Singledom is that phase where you grow to the point of inner satisfaction, a point where you become complete and content in Christ Jesus. Him alone can occupy that void in your heart and not a man, or a career, or any other external things. Sustaining an intimate relationship with God stops you from seeking the approval of men about your self-worth, instead, what God thinks about you becomes your primary focus.
The moment the void in you is filled with God’s love, it boosts your self-esteem, gives you a positive view of yourself, stimulates both your inner and outer beauty, which attracts your Mr-Right. However, without inner satisfaction you become a burden to your future husband, making things difficult for him, as a result of your discontentment with whatever he provides. This attitude can crack your home apart. No man appreciates a dissatisfied woman in his life, because her presence wrecks his labor in providing the necessities for his family.
A perfect illustration of a woman that exhibits inner satisfaction is the proverb, 31 women. The Bible said this woman is virtuous, her price is far above rubies. The heart of her husband safely trusts her, you know why? He believes that she is satisfied with whatever he can provide without grumbling. Her husband lacks nothing of value, above all, she brings him good, not harm, all the days of her life (Proverb 31: 10-12). Indeed, her character is worth emulating.

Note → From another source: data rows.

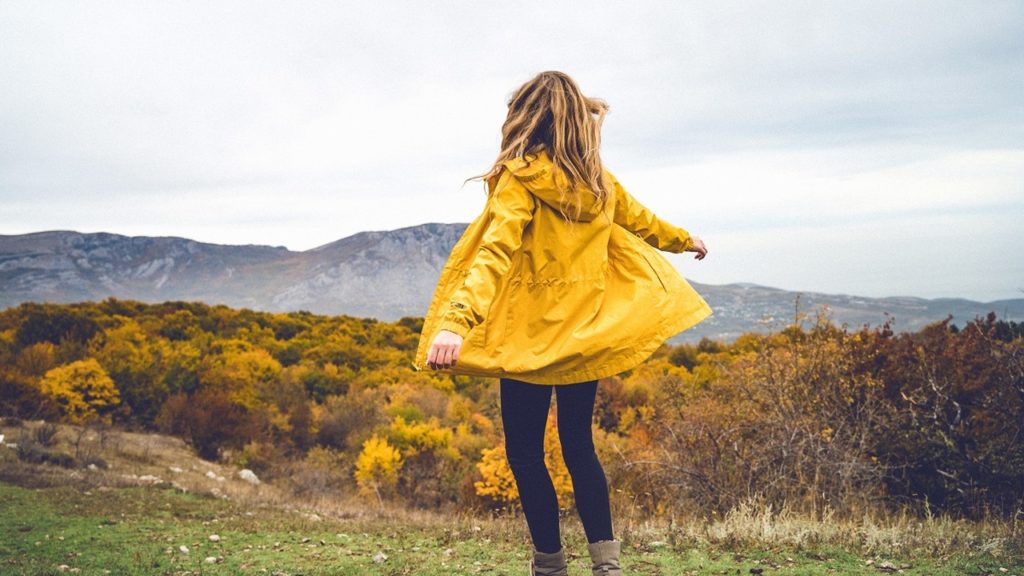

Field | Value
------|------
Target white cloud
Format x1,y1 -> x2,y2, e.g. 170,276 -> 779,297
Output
0,1 -> 1024,297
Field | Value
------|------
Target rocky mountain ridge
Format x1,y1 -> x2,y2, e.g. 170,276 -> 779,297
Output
0,222 -> 1024,342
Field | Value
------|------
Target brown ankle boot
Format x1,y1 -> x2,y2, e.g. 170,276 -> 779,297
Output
587,540 -> 623,576
529,548 -> 568,576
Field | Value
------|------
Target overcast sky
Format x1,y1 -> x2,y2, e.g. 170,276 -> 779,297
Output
0,0 -> 1024,301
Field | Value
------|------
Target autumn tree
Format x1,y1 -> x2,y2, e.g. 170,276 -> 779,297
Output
39,358 -> 121,424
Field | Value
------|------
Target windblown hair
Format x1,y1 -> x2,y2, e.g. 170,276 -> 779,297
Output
471,71 -> 609,221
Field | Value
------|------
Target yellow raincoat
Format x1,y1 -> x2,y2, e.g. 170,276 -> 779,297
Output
414,152 -> 711,384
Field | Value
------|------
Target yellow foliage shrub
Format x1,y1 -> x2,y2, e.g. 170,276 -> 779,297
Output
355,436 -> 401,499
39,358 -> 121,424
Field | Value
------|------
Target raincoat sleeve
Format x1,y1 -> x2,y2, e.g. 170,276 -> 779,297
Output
611,170 -> 693,252
437,170 -> 535,338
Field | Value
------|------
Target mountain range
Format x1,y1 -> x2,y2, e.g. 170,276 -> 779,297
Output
0,223 -> 1024,343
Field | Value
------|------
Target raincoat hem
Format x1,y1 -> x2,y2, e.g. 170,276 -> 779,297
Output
413,293 -> 712,385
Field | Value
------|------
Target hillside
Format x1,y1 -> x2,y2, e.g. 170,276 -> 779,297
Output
0,223 -> 1024,343
0,419 -> 1024,576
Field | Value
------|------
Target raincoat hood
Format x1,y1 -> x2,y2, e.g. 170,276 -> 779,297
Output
492,151 -> 606,222
413,152 -> 711,384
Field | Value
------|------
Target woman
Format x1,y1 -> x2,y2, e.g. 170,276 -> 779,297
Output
415,72 -> 711,576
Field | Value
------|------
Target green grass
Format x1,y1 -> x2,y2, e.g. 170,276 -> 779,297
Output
0,483 -> 1024,576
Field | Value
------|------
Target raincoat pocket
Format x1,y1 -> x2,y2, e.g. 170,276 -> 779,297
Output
640,252 -> 669,292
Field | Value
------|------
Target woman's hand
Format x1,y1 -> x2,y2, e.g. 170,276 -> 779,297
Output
427,330 -> 462,370
686,236 -> 708,260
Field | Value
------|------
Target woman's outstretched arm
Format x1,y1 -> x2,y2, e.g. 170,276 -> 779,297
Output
427,171 -> 535,366
608,167 -> 708,254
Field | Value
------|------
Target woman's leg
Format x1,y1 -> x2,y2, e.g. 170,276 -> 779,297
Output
555,380 -> 612,543
501,378 -> 562,552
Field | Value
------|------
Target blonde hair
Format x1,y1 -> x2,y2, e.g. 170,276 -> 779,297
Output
469,71 -> 609,220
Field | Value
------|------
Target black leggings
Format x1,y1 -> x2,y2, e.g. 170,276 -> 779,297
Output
501,378 -> 612,552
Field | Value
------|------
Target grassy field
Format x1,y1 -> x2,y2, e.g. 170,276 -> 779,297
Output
0,416 -> 1024,576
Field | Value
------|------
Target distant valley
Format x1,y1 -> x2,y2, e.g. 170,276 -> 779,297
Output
0,223 -> 1024,343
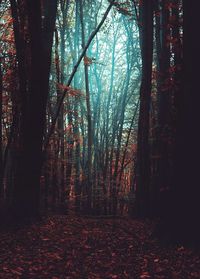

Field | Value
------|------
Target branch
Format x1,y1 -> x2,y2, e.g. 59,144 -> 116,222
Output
43,1 -> 114,151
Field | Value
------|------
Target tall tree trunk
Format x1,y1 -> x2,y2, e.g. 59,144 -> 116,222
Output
12,0 -> 57,217
136,1 -> 153,216
80,0 -> 93,212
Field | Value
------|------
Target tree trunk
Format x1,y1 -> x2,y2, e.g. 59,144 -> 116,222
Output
136,1 -> 153,216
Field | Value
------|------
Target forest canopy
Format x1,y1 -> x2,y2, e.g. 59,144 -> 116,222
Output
0,0 -> 199,245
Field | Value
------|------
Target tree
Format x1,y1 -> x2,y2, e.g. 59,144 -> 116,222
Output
136,1 -> 153,216
11,0 -> 57,217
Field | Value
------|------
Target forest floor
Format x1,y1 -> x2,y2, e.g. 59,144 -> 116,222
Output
0,215 -> 200,279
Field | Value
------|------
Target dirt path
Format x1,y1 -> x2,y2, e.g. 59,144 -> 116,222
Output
0,216 -> 200,279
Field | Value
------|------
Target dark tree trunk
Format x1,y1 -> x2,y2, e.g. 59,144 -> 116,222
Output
136,1 -> 153,216
12,0 -> 57,217
167,0 -> 200,244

Furthermore, attaining inner satisfaction is obtainable. You don’t need to harbor the fear of rejection when you express your true identity. To develop inner satisfaction, become dedicated to planting seeds of self-discipline, gentleness, love, peace, generosity, patience, and persistence in the soil of your heart. Likewise, uprooting weeds of self-centeredness, promiscuity, negative self-comparison, anger, impatience, strife, envy, jealousy, dishonesty, and hate.
Also, speak positive affirmative words daily to yourself. Keep on reminding yourself of your true identity in Christ; “I am wonderfully and fearfully made by God, I’m His workmanship created in Christ Jesus unto good works, I’m the apple of His eyes, in Him I’m complete, what matters most is God’s approval about me not that of humans, I’m his precious pearl, all my needs are supplied through Christ Jesus, I’m a daughter of a king, and I am a work in progress in God’s hand, I believe He would perfect all that concerns me.”
Subsequently, unrealistic expectations are trimmed off during the phase of inner satisfaction. Moderate the list of the features your Mr-Right must possess before you accept him. I’m not against you having such a list, all I’m saying is that you come to understand that no man is perfect and there is always room for improvement. Hence, Don’t turn down every man who approaches you, because they are below your standard.
However, your primary requirement should stem from the basis of his faith, is he God-fearing? Do you both share the same faith? Furthermore, pray about it. Hear what apostle Paul says about mingling with other persons from a different faith;
Do not be yoked together with unbelievers. For what do righteousness and wickedness have in common? Or what fellowship can light have with darkness? – 2 Corinthians 6:14
And although looks are good, looks are not enough to sustain a marriage. I pray that you shall encounter the joy of the singledom in Jesus’ name.